Western Europe (especially Britain) was well-placed to start off industrialisation because it could build on the gradually-accumulating technologies of previous centuries, but also because it possessed plenty of natural resources, colonies and warships, much more so than China at the time. We might add that it benefited from the profits of the slave trade, too. The various graphs that Morris presents suggest that the East will overtake the West in development early next century; compare predictions that China will become the biggest economy within just two decades, though Morris is not simply dealing with China. He argues, however, that geography will soon cease to mean anything anyway, as globalisation undermines real differences and produces a true worldwide system.
Morris’s work is probably most reminiscent of Jared Diamond’s Guns, Germs and Steel, which emphasised the importance of environmental factors, such as the relative shortage of domesticable animals in Africa and the Americas, in determining the course of historical development in different areas. In The Enigma of Capital, David Harvey accuses Diamond of a geographical or environmental determinism: on Diamond’s view, he says, ‘Africa is poor for environmental reasons, not … because of centuries of imperialist plundering, beginning with the slave trade’. This objection misses the point, though, since there needs to be an account of why it was Westerners who enslaved Africans, rather than vice versa. A geographical explanation is perfectly compatible with the view that the slave trade contributed to the impoverishment of Africa. In connection with the determinism objection, Morris is right to quote Marx to the effect that people make their own history but under circumstances they have not chosen themselves; their geographical situation being part of those circumstances.
Astonishingly, the word ‘capitalism’ is absent from the book’s index, though there is much discussion of industrialisation and industrialists (i.e. capitalists). It is all very well to say that ‘Change is caused by lazy, greedy, frightened people looking for easier, more profitable, and safer ways to do things’, but there needs to be explicit recognition that this often involves people getting others to work for them, and so exploiting them. Life for the earliest workers in capitalist factories was in no way easy or safe, and the profits went to the owners, not to those who toiled in the factories. The owners were not so much lazy and frightened as hungry for wealth and power.

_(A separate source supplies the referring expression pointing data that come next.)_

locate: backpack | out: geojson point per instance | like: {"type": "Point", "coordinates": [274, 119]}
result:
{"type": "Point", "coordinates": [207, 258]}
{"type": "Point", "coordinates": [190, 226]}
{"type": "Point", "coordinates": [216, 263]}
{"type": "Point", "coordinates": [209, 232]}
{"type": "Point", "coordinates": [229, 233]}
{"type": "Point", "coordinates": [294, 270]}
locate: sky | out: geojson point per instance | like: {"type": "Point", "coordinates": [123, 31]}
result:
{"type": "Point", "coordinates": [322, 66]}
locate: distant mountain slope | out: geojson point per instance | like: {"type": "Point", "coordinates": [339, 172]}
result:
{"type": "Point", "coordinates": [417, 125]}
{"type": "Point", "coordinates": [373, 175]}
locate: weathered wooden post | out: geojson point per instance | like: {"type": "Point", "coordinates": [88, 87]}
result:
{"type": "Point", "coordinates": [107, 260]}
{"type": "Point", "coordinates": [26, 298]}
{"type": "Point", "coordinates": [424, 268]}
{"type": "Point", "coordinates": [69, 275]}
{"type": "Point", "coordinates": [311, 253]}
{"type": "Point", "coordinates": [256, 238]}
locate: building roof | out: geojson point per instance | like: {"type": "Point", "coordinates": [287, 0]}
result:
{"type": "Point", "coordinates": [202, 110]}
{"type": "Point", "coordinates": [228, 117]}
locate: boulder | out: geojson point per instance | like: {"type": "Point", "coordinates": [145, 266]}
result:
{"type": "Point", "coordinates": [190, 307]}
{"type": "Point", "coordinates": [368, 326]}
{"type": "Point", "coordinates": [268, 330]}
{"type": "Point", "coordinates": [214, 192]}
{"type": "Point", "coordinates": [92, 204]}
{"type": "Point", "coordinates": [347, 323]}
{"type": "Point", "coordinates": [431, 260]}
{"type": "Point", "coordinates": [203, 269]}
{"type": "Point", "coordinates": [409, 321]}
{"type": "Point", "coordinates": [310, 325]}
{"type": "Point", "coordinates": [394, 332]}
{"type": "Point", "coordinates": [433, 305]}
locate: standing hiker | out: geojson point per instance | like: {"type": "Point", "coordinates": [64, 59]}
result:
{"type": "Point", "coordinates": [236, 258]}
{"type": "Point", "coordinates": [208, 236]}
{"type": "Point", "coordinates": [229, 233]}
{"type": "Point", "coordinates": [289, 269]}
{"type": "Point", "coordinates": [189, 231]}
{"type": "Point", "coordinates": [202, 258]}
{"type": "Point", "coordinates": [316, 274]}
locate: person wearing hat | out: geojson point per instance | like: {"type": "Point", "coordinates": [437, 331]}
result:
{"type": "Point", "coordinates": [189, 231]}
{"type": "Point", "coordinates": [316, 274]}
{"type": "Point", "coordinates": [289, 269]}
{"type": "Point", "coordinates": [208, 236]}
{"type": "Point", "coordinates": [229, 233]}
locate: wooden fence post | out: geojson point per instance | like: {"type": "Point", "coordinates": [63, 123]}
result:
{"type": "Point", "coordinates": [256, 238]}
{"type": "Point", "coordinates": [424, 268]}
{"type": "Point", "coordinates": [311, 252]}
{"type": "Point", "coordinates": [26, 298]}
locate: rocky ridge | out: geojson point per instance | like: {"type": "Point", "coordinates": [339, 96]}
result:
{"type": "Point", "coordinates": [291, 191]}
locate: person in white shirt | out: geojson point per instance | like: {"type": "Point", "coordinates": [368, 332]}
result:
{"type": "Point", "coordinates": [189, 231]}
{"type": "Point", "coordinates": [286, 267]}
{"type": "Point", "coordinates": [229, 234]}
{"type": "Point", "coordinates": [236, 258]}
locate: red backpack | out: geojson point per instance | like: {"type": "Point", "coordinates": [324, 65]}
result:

Marx attributed the growth of the industrial working class to deliberate acts by the capitalists, fencing off the countryside and so driving people into towns to labour as propertyless wage workers. Rather, says Morris, it was due to increases in life expectancy and hence in population (Britain’s more or less doubled between 1780 and 1830). But he does not seem to deny that the rural dispossession took place, and it clearly contributed to the availability of urban workers as a labour force to be exploited by the new lords of capital.
One thing the book does show is that societal arrangements are never permanent. We could turn its theme around and say that the capitalists rule – but only for now.